Title="MainWindow" Height="450" Width="800">
<igDP:XamDataGrid DataSource="{Binding Novels}" GroupByAreaLocation="None" >
<igDP:XamDataGrid.FieldLayoutSettings>
<igDP:FieldLayoutSettings SelectionTypeRecord="Single" AutoGenerateFields="False"/>
</igDP:XamDataGrid.FieldLayoutSettings>
<igDP:XamDataGrid.FieldSettings>
<igDP:FieldSettings AllowSummaries="False" SummaryUIType="SingleSelect" LabelTextAlignment="Center" AllowEdit="False"/>
</igDP:XamDataGrid.FieldSettings>
<igDP:XamDataGrid.FieldLayouts>
<igDP:FieldLayout>
<igDP:FieldLayout.Fields>
<igDP:TextField Label="Novel" Name="Name" Width="auto">
<igDP:TextField.CellValuePresenterStyle>
<Style TargetType="igDP:CellValuePresenter">
<Setter Property="ToolTip" Value="{Binding DataItem.Tooltip}"/>
<Setter Property="ToolTipService.ShowDuration" Value="60000"/>
</Style>
</igDP:TextField.CellValuePresenterStyle>
</igDP:TextField>
</igDP:FieldLayout.Fields>
</igDP:FieldLayout>
</igDP:XamDataGrid.FieldLayouts>
</igDP:XamDataGrid>
</Window>
If you bind ToolTip to DataItem.Synopsis you will see the tool tip display a simple multi-line text block, but if you bind it to DataItem.Tooltip you will see the stack panel with the first line bold.
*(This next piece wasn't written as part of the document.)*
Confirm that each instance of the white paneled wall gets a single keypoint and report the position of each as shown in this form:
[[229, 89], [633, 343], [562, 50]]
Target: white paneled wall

Here's the code that displays the stack panel.
using System;
using System.Collections.ObjectModel;
using System.Windows;
using System.Windows.Controls;
namespace FormattedXamDataGridTooltip
{
public class cNovel
{
public string Name { get; set; }
public string Synopsis
{ get; set; }
public StackPanel Tooltip
{
get
{
StackPanel tt = new StackPanel();
foreach (string s in Synopsis.Split(new string[] { Environment.NewLine }, StringSplitOptions.None))
{
tt.Children.Add(new TextBlock() { Text = s, FontWeight
= (tt.Children.Count == 0) ? FontWeights.Bold : FontWeights.Normal });
}
return tt;
}
}
}
public partial class MainWindow : Window
{
private ObservableCollection<cNovel> _Novels = new
ObservableCollection<cNovel>()
{
new cNovel() { Name = "The Old Man and the
Sea", Synopsis = "The Old
Man and the Sea is a short novel written by the American author Ernest
Hemingway in 1951 in Cuba, and published in 1952." + Environment.NewLine + "It was
the last major work of fiction by Hemingway that was published during his
lifetime." + Environment.NewLine + "One of his most famous works, it tells the story of
Santiago, an aging Cuban fisherman who struggles with a giant marlin far out in
the Gulf Stream off the coast of Cuba" },
new cNovel() { Name = "To Kill a
Mockingbird", Synopsis = "To Kill a Mockingbird is a novel by Harper Lee published
in 1960." + Environment.NewLine + "Instantly successful, widely read in high schools and
middle schools in the United States, it has become a classic of modern American
literature winning the Pulitzer Prize." +
Environment.NewLine + "The plot and characters are
loosely based on Lee's observations of her family, her neighbors and an event
that occurred near her hometown of Monroeville, Alabama, in 1936, when she was
10 years old." }
};
public ObservableCollection<cNovel> Novels
{
get { return _Novels;
}
set { _Novels = value; }
}
public MainWindow()
{
InitializeComponent();
}
}
}
Obviously this is a very trivial example of formatting, but I hope you can see that we could have used any type of container and filled it with almost any content.